Seulement voilà, s’il est impossible de changer l’UE, construction humaine dont nous sommes, Français, responsables, il est encore plus impossible de gommer la décadence, la corruption des tenants du pouvoir, l’hybris de la mondialisation, la déglingue des individus voués à l’errance, l’insanité physique et mentale de millions d’être humains.

De l’homme Asselineau émane toute cette impossibilité, par sa façon de couper tout contact avec ses concurrents, non pas qu’il l’affirme puisqu‘il désire débattre, mais qu’il est juste impossible, sauf à jouer le jeu des débats obligatoires, que quiconque veuille débattre avec quelqu’un qui ne se place pas au même niveau.

Monsieur Asselineau est concret, c’est comme ça qu’il se décrit mais être concret par les temps qui courent oblige à un rétrécissement du champ visuel. Je sais que certains viendront avec moult preuves que j’ai tort, seulement, moi aussi j’ai écouté beaucoup de conférences et entrevues et exposés et je doute que l’un d’entre eux, que j’aurais loupé, soit justement celui qui me démentirait.

Ceci dit, j’ai eu envie de ce petit exposé, juste parce que je suis humaine, curieuse, sans a priori et sans haines.

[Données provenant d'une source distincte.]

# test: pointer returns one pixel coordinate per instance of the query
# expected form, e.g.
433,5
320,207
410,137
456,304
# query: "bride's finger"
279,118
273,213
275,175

Pour résumer un sentiment difficilement exprimable tant il touche à tout, de soi, du monde, je comprends ceux qui disent que l’on a « rien à lui reprocher », qu’il analyse le passé à partir des études faites par les uns ou les autres sur ce même passé, ou qu’il propose des politiques qui s’inscriraient dans ce passé, et, je le répète, qui conviennent à beaucoup d’entre nous ; j’ai le sentiment d’une infinie tristesse, comme si le chaos, ce néant devant nous ne pouvait se résorber que par une régression qui oblitère le réel. D’autant plus, d’autant plus qu’il se donne comme atouts le réalisme sans fantaisie de la loi, le retour à un regretté passé où nous savions encore qui nous sommes.

Oui, c’est lui qui a peur, et je ressens la même peur, devant le monde que nous avons créé par négligence, et sa réponse est de l’occulter. Aussi, dans ce cercle étroit où il a placé sa politique, est-il sans aspérités ni doutes ni faiblesses.

Nous ne sommes jamais si persuasifs que lorsque notre vérité est contrainte. Et là où je m’en sens proche, est dans le fait que l’inconnu infini dépasse nos facultés, qu’il nous faut rétrécir le champ pour pouvoir labourer, et qu'un retour au connu nous rassurerait ; et là où je m’en sens lointaine, est dans le fait que je ne pourrais pas faire semblant d’y croire. Je sais que les choses me débordent, je l’admets, et l’artifice de quelque ordre soit-il ne peut m’enrôler.